I’m just going to skip right to the recipe, since I know you’re probably drooling on your screen/keyboard right now. But let me just say that these gluten-free, dairy-free, refined-sugar-free beauties are LEGIT. Like, make two batches at once, because they’ll be gone in a day.
Ok, let’s get to it!
ORANGE CREME MUFFINS
Prep Time: 5 min
Bake Time: 25 min
Total TIme: 30 min
Serves: 6
INGREDIENTS
- 1.5 C GF flour (I love using Bob’s Red Mill) 
- 1.5 tsp baking powder 
- 1/3 C coconut sugar 
- 2 pinches pink salt 
- 3 scoops Vital Proteins collagen peptides (for extra protein) 
- 3/4 C orange juice (I love Trop 50 because it has less sugar) 
- zest of 1 orange 
- juice of 1/2 fresh orange (it just has a different “tang” to it, ya know?) 

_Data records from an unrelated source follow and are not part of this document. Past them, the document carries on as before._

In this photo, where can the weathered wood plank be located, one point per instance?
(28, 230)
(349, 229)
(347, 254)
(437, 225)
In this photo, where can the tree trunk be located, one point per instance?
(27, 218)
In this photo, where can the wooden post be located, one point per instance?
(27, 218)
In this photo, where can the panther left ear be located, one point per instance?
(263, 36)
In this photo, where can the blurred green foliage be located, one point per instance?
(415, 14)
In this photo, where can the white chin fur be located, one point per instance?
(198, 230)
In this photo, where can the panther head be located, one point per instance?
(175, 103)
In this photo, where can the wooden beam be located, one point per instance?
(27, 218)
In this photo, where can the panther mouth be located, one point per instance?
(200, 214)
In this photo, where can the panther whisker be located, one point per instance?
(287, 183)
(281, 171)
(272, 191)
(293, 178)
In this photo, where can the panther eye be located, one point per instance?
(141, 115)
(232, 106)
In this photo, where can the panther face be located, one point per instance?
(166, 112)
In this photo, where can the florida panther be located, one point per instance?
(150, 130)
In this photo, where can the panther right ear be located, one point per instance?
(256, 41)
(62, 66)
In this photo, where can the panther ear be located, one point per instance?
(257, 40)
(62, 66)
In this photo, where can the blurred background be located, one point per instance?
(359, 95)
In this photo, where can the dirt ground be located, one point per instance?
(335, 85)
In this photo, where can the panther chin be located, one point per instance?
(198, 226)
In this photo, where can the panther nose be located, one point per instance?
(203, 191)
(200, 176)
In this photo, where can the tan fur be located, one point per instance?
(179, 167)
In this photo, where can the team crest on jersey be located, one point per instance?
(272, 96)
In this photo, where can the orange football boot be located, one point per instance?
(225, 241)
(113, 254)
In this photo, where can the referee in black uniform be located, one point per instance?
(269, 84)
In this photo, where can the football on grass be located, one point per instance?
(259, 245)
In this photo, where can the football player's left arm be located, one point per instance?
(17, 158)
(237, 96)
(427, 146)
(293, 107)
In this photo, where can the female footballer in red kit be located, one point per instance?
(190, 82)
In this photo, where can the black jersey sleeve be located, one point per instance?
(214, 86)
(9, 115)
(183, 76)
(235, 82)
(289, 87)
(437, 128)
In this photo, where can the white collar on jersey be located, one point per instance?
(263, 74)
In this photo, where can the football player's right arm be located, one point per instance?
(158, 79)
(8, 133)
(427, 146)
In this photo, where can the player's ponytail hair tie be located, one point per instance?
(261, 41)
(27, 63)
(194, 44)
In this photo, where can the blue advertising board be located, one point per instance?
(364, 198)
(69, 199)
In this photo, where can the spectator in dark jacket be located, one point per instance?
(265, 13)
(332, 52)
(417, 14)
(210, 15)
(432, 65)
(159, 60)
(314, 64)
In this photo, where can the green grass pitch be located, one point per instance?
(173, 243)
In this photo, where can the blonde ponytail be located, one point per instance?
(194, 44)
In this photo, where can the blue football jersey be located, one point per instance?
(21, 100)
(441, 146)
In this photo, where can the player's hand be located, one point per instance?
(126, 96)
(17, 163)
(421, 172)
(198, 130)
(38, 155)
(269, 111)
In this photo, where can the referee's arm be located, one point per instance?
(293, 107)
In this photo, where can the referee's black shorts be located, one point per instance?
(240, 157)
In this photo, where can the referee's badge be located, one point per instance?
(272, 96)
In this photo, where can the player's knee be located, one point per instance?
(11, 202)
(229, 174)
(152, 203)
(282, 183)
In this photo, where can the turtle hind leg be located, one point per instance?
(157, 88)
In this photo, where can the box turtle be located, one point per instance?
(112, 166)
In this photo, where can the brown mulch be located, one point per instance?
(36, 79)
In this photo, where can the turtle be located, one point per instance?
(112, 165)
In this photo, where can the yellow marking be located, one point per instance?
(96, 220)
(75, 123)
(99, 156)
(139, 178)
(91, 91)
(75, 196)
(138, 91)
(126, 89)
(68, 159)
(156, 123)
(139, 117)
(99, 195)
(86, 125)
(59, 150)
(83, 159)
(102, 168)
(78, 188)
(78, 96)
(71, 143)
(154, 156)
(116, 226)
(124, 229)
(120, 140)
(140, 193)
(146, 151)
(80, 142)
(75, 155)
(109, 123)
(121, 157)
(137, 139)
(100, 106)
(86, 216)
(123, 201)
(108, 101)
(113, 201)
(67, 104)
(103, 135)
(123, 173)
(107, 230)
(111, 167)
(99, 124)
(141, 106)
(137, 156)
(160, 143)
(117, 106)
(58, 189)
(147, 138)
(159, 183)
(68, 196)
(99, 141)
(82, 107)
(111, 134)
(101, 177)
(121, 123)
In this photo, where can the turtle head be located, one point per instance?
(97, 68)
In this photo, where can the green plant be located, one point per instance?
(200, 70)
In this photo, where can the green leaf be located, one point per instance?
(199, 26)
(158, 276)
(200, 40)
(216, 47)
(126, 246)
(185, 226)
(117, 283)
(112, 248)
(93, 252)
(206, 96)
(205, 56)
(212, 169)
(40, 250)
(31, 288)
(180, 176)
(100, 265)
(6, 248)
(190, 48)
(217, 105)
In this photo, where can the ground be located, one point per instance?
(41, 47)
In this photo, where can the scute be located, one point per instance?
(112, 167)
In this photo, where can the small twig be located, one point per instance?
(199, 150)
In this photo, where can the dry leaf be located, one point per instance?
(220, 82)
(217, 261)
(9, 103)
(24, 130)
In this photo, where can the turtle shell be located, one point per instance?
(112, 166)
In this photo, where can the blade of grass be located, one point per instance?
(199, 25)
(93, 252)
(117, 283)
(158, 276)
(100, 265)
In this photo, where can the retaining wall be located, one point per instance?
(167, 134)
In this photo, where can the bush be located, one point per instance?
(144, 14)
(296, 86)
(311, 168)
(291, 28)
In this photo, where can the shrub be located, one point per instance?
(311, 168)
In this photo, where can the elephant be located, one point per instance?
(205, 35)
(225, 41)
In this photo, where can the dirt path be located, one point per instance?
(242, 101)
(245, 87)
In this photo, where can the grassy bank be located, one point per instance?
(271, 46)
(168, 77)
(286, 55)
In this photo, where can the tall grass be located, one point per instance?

- 1/3 C melted/cooled coconut oil (I use Carrington Farms because it’s already liquid) 
- 1 whole egg 
- 3/4 C Lakanto monk fruit sweetened powder sugar (use code FITNCLEAN for a discount!), reserved for glaze 
- juice of 1/2 orange, reserved 
INSTRUCTIONS
In a large bowl, whisk together coconut sugar and egg till combined and sugar is dissolved. Add in orange juice, zest, and coconut oil; whisk again. Add in dry ingredients, whisking till well combined and batter is thick but smooth. Pour into a prepared muffin tin. Bake at 350 F for 25 min or until a toothpick comes out clean. Allow to cool for 10-15 min. While they cool, whisk together reserved orange juice and powdered sugar till a smooth glaze forms. Dip each muffin top into the glaze and give it a little spin to create that “swirl”. Then ENJOY!
I hope you’ve all had an amazing Mother’s Day!